In my experience of road and rail capital projects they often veer off-course, are subject to delay and overrun budgets. It seems that the bigger the project the worse this becomes. It is little surprise therefore to find that HS2 is suffering in this way or that serious questions are being asked about its future as a consequence.

The all party public accounts committee has had enough. They have accused the Department for Transport of hiding information about cost overruns and delays from MPs, in a way that has undermined confidence in the entire scheme.

As the Guardian reports they believe that they cannot be sure there will be no further cost increases, as the lessons from previous transport projects that have been dogged by spiralling bills and delays have not been learned:

In particular the MPs claim they were misled by the permanent secretary at the department, Bernadette Kelly, when she appeared before them in May 2019. By then, they say, she had been informed by Hs2 Ltd that it could not deliver phase one of the project – between London and Birmingham – to budget and on schedule. But when questioned she failed to pass on the information to the committee, they say.

The committee chair, Labour MP Meg Hillier, said: “The committee is concerned about how open the department and HS2 Ltd executives have been in their account of this project. It is massively over budget and delayed before work has even begun. There is no excuse for hiding the nature and extent of the problems the project was facing from parliament and the taxpayer.

“The department and HS2 appear to have been blindsided by contact with reality – when phase one started moving through parliament, the predicted costs of necessary commitments to the communities affected have exploded from £245m to £1.2bn.

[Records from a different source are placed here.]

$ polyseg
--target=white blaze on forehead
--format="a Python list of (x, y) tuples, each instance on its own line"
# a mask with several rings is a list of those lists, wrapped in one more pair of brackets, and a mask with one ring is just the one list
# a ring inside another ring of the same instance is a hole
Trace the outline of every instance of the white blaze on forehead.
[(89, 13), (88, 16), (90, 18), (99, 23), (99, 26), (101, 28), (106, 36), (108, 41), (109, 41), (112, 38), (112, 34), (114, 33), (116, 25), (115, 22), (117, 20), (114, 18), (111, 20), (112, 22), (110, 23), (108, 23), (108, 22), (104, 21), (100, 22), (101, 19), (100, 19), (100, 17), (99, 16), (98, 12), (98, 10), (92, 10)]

“The government unfortunately has a wealth of mistakes on major transport infrastructure to learn from, but it does not give confidence that it is finally going to take those lessons when this is its approach.

The deputy chair, Tory MP Sir Geoffrey Clifton-Brown, was even more outspoken, accusing the department of a breach of its duty to parliament: “This report is one of the most critical that I have seen in my nine years in total on the committee.

In principle establishing a new high-speed, high-capacity railway between London, Leeds and Manchester, via the West Midlands is a good thing. However, if the project is mismanaged and is plagued by delays, overspends and a lack of transparency then somebody needs to step in and sort it out. The committee has sounded the alarm bell. Will Ministers respond?